The use of 'computers' has probably saved far more lives than it has cost and computers (chips) have been decisive on cars for decades now.
In its heyday, Motorola claimed that its embedded PowerPC chips were on around half of the ABS systems on cars worldwide.
The Tesla situation you described happened in a non-autonomous car (Seat Leon) I was in over 10 years ago.
It was speeding down the motorway when a beep was heard, the steering stiffened and all the driver could do was 'guide' it through three lanes to the hard shoulder where it simply switched off.
We were lucky there weren't any other cars in those lanes we crossed.
It was a pretty scary moment but the garage said nothing had been registered on the onboard computer.
We never knew what caused it and the car started normally after the driver had recovered from the scare.

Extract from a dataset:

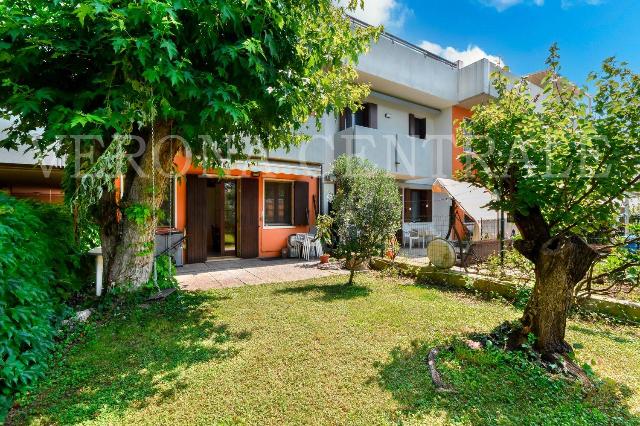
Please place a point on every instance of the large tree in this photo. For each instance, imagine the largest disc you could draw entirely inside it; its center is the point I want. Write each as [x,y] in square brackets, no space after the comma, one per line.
[560,164]
[245,73]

It is very unlikely that Apple is going to re-invent the wheel with regards to on board software. It will probably licence existing solutions and tie it all together at the front end.
Existing solutions and OS options are already shipping which do this on 'autonomous' cars. Basically adding 'sensing' capabilities and communications capabilities to the myriad of computing processes that have been around for decades.
It requires some serious computing power within the vehicle in the form of 'mobile data centers' and low latency communications with cloud, road infrastructure and other vehicles but all this is already shipping.
One of the biggest hurdles will be deciding which communications technologies win out in the 'vehicle to everything' stakes but current solutions can, in theory, be updated to handle that.